This software aims to simulate the light readout and the pixelated charge readout of a Liquid Argon Time Projection Chamber. It consists of a set of highly-parallelized algorithms implemented on the CUDA architecture using Numba.
Software documentation is available here.
The software takes as input a dataset containing segments of deposited energy in the detector, generated with a Geant4 wrapper called edep-sim
. The output of edep-sim
is in the ROOT format and must be converted into HDF5 to be used by larnd-sim
. To this purpose we provide the cli/dumpTree.py
script.
larnd-sim
simulates both the scintillation light acquired by the light sensors and the charge induced on the pixels.

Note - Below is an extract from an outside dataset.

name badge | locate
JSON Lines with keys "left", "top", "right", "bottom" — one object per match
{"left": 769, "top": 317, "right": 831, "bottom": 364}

The package can be installed in this way:
git clone https://github.com/DUNE/larnd-sim.git
cd larnd-sim
pip install .
which should take care of installing the required dependencies. cupy
installation might take a long time. You can considerably speed up the process by pre-installing cupy
precompiled binaries, available here. The version will depend on the version of CUDA installed on your system.
larnd-sim
requires a CUDA-compatible GPU to function properly. To check if the GPU is setup properly and can talk to larnd-sim
you can run:
>>> from numba.cuda import is_available
>>> is_available()
If you already have cupy
installed, you can force skip the automatic
cupy
installation by setting the SKIP_CUPY_INSTALL
environment variable
prior to running pip
.
The input array can be created by converting edep-sim ROOT output files using the cli/dumpTree.py
script (which is independent from the rest of the software and requires ROOT and Geant4 to be installed).
This script produces a bi-dimensional structured array saved in the HDF5 format, which is used as input for the simulation of the pixel response.
We provide a command-line interface available at cli/simulate_pixels.py
, which can run as:
simulate_pixels.py \
--input_filename=examples/lbnfSpillLAr.edep.h5 \
--detector_properties=larndsim/detector_properties/ndlar-module.yaml \
--pixel_layout=larndsim/pixel_layouts/multi_tile_layout-3.0.40.yaml \
--output_filename=lbnfSpillLAr.larndsim.h5 \
--response_file=larndsim/bin/response_38.npy
The response_38.npy
is a file containing an array of induced currents for several larnd-sim
. Another version, with 44 mm pitch, is also available in the larndsim/bin
directory.
The charged readout output is stored in the datasets described in the LArPix HDF5 documentation, plus a dataset tracks
containing the true energy depositions in the detector, and a dataset mc_packets_assn
, which has a list of indeces corresponding to the true energy deposition associated to each packet.
The light output is stored in the light_dat
, light_trig
, and light_wvfm
datasets, containing the number of photons, the optical sensors triggers and the optical sensors waveforms, respectively.